Czeisler is energized about the implications of these endowments: “The creation of these three endowed professorships in sleep medicine at HMS represents an important milestone for the field. The endowment of these three professorships serves to establish sleep medicine permanently within the framework of HMS,” he said.

Czeisler’s investigative work, which will be accelerated by the new endowment, focuses on understanding the neurobiology of the human circadian pacemaker and applying that knowledge to clinical medicine and occupational health. The neurobiology of circadian photoreception in humans is a primary area of research. Czeisler and his colleagues, for example, discovered the resetting effect of light on the human circadian pacemaker and have shown that among totally blind people who completely lack conscious visual perception, there are a subset who retain normal circadian responsiveness to light. This response is mediated through the eyes and persists even in some subjects who have severe retinal degeneration.

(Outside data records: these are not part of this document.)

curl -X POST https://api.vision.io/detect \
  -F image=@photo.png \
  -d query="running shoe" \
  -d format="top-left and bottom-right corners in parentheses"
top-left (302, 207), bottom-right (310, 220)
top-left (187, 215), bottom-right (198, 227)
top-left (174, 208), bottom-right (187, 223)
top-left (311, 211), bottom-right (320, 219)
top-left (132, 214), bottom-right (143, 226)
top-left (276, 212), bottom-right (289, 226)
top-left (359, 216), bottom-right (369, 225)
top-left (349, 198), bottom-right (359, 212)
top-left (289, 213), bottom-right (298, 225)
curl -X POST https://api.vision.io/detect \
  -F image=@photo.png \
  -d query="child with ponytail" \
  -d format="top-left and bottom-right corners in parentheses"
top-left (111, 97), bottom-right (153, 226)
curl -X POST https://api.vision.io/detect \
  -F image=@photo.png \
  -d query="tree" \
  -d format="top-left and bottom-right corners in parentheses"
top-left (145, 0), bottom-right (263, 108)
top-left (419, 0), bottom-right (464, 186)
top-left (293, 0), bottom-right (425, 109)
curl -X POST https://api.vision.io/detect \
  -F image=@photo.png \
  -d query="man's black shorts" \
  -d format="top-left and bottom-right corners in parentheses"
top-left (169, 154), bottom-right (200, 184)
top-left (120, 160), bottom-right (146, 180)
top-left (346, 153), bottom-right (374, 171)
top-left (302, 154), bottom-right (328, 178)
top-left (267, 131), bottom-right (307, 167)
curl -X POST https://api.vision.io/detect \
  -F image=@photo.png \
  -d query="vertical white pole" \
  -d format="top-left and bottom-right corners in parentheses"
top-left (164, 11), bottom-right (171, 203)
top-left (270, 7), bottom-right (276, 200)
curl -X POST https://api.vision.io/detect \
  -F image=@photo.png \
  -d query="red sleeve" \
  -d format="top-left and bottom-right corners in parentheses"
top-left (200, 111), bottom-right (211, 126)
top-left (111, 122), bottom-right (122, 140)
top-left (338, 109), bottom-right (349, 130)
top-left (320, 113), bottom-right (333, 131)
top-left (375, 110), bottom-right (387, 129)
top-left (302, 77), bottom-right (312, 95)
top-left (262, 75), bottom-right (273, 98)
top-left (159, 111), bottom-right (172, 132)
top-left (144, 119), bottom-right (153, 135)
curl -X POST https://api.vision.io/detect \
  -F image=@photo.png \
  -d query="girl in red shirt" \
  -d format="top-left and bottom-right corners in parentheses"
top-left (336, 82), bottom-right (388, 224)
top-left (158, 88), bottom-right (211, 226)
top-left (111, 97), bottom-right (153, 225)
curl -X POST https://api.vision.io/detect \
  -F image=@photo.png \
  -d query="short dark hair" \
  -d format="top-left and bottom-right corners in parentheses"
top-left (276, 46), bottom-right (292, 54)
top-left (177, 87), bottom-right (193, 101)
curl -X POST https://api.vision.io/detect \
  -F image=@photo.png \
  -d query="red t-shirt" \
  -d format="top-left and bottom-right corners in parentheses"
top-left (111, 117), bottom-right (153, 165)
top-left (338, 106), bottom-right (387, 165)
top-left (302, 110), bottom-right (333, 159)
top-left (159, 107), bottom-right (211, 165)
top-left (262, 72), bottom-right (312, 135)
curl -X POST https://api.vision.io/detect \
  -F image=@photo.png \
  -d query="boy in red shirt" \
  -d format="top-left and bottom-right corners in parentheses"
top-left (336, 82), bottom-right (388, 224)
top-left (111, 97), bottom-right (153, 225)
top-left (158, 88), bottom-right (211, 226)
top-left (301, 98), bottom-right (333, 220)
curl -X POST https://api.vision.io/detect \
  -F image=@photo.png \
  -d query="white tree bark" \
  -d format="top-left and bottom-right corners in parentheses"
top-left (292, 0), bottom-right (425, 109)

The Gerald E. McGinnis Professorship of Sleep Medicine was established with a grant from the Respironics Sleep and Respiratory Research Foundation, a private foundation established by Respironics Inc. The professorship was named in honor of Respironics’ founder who has been committed to advancing sleep disorder research and treatments for nearly 30 years.

John L. Miclot, president and CEO of Respironics, said, “Harvard Medical School is taking the first step towards fulfilling a long-held objective to create a permanent place at the highest levels of academic medicine for physicians, educators, and researchers to concentrate on sleep.”

Associate Professor David P. White will fill the Gerald E. McGinnis Professorship of Sleep Medicine. White will also serve in the Division of Sleep Medicine at Harvard Medical School and as director of the Clinical Sleep Disorders Program at Brigham and Women’s Hospital.

“Harvard is making a strong statement regarding its commitment to the evolution and development of this young field that hopefully will serve as an example for other medical schools, thereby advancing the entire field,” said White.

The Peter C. Farrell Professorship of Sleep Medicine is established with a gift from Peter C. Farrell, chairman and CEO of ResMed. The first incumbent of this chair has not yet been appointed but an international recruitment is under way to bring a top researcher to HMS. Farrell is a passionate advocate of the discipline.

“From my viewpoint, it is time for the medical profession to wake up to sleep,” Farrell said. “And it seems that the reason that medicine has been slow to take seriously sleep problems, and sleep-disordered breathing in particular, is that traditional medicine has stopped when the lights go out. This is now about to change; the connection between untreated sleep-disordered breathing and hypertension, stroke, diabetes and heart failure, as well as traffic accidents, is now so abundantly clear that it can no longer be ignored,” he added.